Architecture
How It Works
Every request passes through 8 layers — cache, security, classification, quality matrix, routing, validation, learning, and reporting.
Semantic Cache Check
Before anything else, the prompt is hashed and matched against the semantic cache. If a similar prompt was routed before, the answer comes back instantly — no model call, zero cost.
// Neural Insight:Two-level lookup: exact SHA-256 hash (< 1ms, free) → cosine similarity via pgvector (threshold: 0.92). The cache grows smarter with every request.
Security Shield Scan
Every prompt is scanned by a real-time heuristic engine that detects prompt injection, DAN jailbreaks, system-prompt extraction, and token-smuggling attacks.
// Neural Insight:Pure regex/heuristic — no LLM call, under 1ms. Three tiers: CRITICAL and HIGH patterns are blocked (HTTP 403). MEDIUM patterns are flagged and logged.
Prompt Analysis & Classification
A lightweight intent model classifies the task type (coding, summarization, reasoning, chat...) and complexity score in real-time.
// Neural Insight:This classification drives all downstream decisions — routing mode, confidence matrix lookup, and shadow engine triggers.
Confidence Matrix Lookup
Before routing, the engine checks a live quality matrix: has this model/task-type combination historically produced poor results? If yes, it auto-escalates to a premium model.
// Neural Insight:Matrix is rebuilt from shadow audit data every 30 minutes.
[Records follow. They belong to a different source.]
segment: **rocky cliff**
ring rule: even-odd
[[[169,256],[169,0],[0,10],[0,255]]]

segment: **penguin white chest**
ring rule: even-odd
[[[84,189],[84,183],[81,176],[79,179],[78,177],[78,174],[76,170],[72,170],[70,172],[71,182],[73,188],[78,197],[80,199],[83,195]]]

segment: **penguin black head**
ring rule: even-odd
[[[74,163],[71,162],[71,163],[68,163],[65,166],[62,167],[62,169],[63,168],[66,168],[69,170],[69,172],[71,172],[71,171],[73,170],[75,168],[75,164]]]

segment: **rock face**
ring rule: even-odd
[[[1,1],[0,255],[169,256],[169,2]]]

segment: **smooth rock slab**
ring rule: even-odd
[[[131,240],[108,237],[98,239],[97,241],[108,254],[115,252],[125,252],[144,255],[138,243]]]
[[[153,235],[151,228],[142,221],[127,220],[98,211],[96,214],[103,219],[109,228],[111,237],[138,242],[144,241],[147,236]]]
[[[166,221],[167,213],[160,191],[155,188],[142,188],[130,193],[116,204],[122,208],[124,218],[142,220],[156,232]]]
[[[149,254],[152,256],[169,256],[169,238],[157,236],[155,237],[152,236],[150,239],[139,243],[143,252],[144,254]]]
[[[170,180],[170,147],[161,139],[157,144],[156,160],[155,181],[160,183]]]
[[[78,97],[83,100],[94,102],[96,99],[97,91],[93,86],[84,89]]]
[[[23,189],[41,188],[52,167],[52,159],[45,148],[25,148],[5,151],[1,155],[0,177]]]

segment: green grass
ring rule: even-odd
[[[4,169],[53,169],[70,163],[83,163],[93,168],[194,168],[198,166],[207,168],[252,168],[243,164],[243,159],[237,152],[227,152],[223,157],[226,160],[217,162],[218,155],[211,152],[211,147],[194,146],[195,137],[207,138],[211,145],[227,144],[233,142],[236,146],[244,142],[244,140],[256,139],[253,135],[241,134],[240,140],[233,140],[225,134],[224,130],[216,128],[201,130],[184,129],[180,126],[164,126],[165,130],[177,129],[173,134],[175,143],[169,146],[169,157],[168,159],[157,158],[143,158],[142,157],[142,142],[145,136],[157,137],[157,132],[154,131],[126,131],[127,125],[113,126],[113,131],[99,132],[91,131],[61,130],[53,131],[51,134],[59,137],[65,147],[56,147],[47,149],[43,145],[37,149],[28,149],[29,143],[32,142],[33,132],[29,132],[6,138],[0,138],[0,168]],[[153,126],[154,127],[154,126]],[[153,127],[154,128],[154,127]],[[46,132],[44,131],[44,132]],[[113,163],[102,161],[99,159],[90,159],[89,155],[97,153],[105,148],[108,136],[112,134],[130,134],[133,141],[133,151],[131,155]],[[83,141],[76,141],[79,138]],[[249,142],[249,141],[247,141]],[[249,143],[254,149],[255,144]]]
Pairs with < 20 samples are skipped to avoid cold-start false positives.
Dynamic Model Routing
The router selects the cheapest model capable of handling the task at the required quality level — Auto, Cost, Speed, Quality, or your Custom rules.
// Neural Insight:Why pay for GPT-4o if a 10x cheaper model handles summarization at 99.9% accuracy? The router makes that call per request, in milliseconds.
Shadow Quality Validation
For economy-tier responses, a silent A/B check runs in the background to validate quality before committing the routing decision to the confidence matrix.
// Neural Insight:If the shadow check flags a poor response, the result is escalated to a premium model automatically. This data feeds back into the confidence matrix.
Feedback Loop & Learning
Every shadow audit result updates the confidence matrix. Over time, routing decisions improve automatically without any manual configuration.
// Neural Insight:This is the data moat: a competitor running the same code today starts with zero historical quality data. Your routing gets better as your traffic grows.
FinOps Attribution & Reporting
Every cent saved is recorded. Per-user attribution, daily cost series, and ROI vs GPT-4o benchmark are all tracked in real-time.
// Neural Insight:Use the User Attribution field to track spend per end-user, generate monthly PDF reports, and show your CFO exactly how much AI routing saves.